A doença degenerativa que acomete a mãe de Soraia, a narradora protagonista, força a presença de um Brasil malquisto no núcleo da família. Entre 1983 e 2000, são incontáveis as empregadas que entram e saem pela porta do sobrado de classe média do bairro da Aclimação. São sotaques, trejeitos, vestimentas, gostos, corpos cujo cheiro, cuja silhueta e não raro cuja cor causam repúdio e por vezes asco em Soraia, mas com os quais é forçada a conviver em razão dos cuidados com a mãe e a casa.
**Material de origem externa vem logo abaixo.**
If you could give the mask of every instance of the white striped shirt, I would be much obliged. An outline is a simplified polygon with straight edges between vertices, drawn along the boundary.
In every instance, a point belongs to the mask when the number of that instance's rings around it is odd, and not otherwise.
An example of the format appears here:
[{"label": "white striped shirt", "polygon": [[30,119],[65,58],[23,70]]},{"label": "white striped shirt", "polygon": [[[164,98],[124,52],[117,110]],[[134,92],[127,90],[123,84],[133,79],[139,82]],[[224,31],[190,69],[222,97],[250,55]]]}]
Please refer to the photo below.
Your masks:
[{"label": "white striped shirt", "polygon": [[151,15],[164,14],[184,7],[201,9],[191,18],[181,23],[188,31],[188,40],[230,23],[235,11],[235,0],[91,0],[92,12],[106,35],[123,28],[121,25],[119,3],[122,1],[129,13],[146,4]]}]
É da meia idade – em meados de 2019 a 2023, também doente, mas da memória – que Soraia se esforça para revisitar sobretudo aqueles longos dezessete anos de enfermidade da mãe e da casa. Seu estado mental é relevante para entender a estrutura do romance, feito de capítulos breves em geral intitulados por datas, muitas com pontos de interrogação. Mas talvez não convenha levar essa condição a ferro e fogo como chave de leitura, como se lapsos e distorções fossem todos sintomas da doença. Ao comentar a relação entre a doença e a forma do relato, Soraia afirma: “Com isso, perdemos a coerência e nos tornamos pouco confiáveis. Com o tempo, também nos desligamos da realidade”. Atribuir à doença a perda de coerência, o desligamento paulatino da realidade e a falta de confiabilidade não poderia ser também um salvo-conduto para a livre fabulação, para uma versão interessada do passado?
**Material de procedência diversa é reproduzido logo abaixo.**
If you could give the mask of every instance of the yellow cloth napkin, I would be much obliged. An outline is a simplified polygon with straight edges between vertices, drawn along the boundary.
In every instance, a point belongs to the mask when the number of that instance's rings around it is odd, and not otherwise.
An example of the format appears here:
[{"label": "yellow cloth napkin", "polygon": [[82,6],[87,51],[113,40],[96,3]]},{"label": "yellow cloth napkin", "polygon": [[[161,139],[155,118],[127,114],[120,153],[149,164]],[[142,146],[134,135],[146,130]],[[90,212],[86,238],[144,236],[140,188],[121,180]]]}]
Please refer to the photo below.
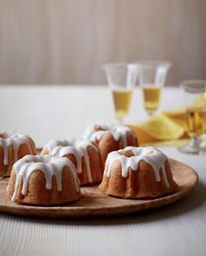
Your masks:
[{"label": "yellow cloth napkin", "polygon": [[[206,105],[206,93],[199,95],[191,107]],[[130,125],[136,132],[141,146],[182,146],[189,139],[186,110],[165,111],[137,126]]]},{"label": "yellow cloth napkin", "polygon": [[162,112],[138,126],[130,125],[137,134],[141,146],[175,145],[188,139],[185,110]]}]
O que sob a perspectiva de Soraia parece um conjunto de fragmentos descontínuos da memória que ela registra de pronto antes que se esvaeçam, para a romancista é forma engenhosa. Descosturados do tempo, os eventos se descortinam em geral a partir de seus desdobramentos para só então conhecermos suas motivações e origens, o que dá sabor e verossimilhança ao enredo. Ou acreditamos que a memória, esteja sã ou enferma, opera em linha reta?
É sintomático que o cenário por excelência desse reviramento do passado seja o quartinho dos fundos do sobrado, o cômodo de paredes chapiscadas, soalho riscado, mobília pouca e ruim onde, à época, para alívio de Soraia, aquele Brasil indesejado se confinava nas poucas horas de descanso. Mas era também o canto da casa que a atraía para bisbilhotar aquelas mulheres tão jovens quanto ela, conhecer suas origens, seus desejos e infortúnios, tarefa facilitada pela porta mal fechada com um fio de cobre. “Eu invadia a intimidade delas e com isso muitas vezes partilhava da mesma solidão que elas.”
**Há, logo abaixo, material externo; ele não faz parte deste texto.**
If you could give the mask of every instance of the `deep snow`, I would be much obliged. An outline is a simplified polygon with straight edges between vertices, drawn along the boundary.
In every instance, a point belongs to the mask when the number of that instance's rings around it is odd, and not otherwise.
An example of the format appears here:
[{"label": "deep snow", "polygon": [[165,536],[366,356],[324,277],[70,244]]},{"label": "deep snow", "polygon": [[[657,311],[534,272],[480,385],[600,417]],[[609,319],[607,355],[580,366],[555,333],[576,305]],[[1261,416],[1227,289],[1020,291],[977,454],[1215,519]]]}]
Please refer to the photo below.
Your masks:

A ambivalência dessa mistura de repúdio, interesse e empatia denota a complexidade da personagem, haja vista sua relação com Ângela, a princípio rejeitada por conta do corpo preto e roliço, mas por quem depois nutre afeição constrangida. “Para ser sincera, a esta altura eu já amo demais a Ângela e sempre guardo uns trocados para lhe comprar caixas de bombons nas datas festivas.” Mas se a afeição lhe causava vergonha, era porque eivada de culpa, e é essencialmente a culpa que traz Soraia de volta ao quartinho. “No passado, eu as via como inimigas ou simplesmente como um estorvo. Agora, pelo contrário, sinto uma tristeza infinita por ter sido ingrata”.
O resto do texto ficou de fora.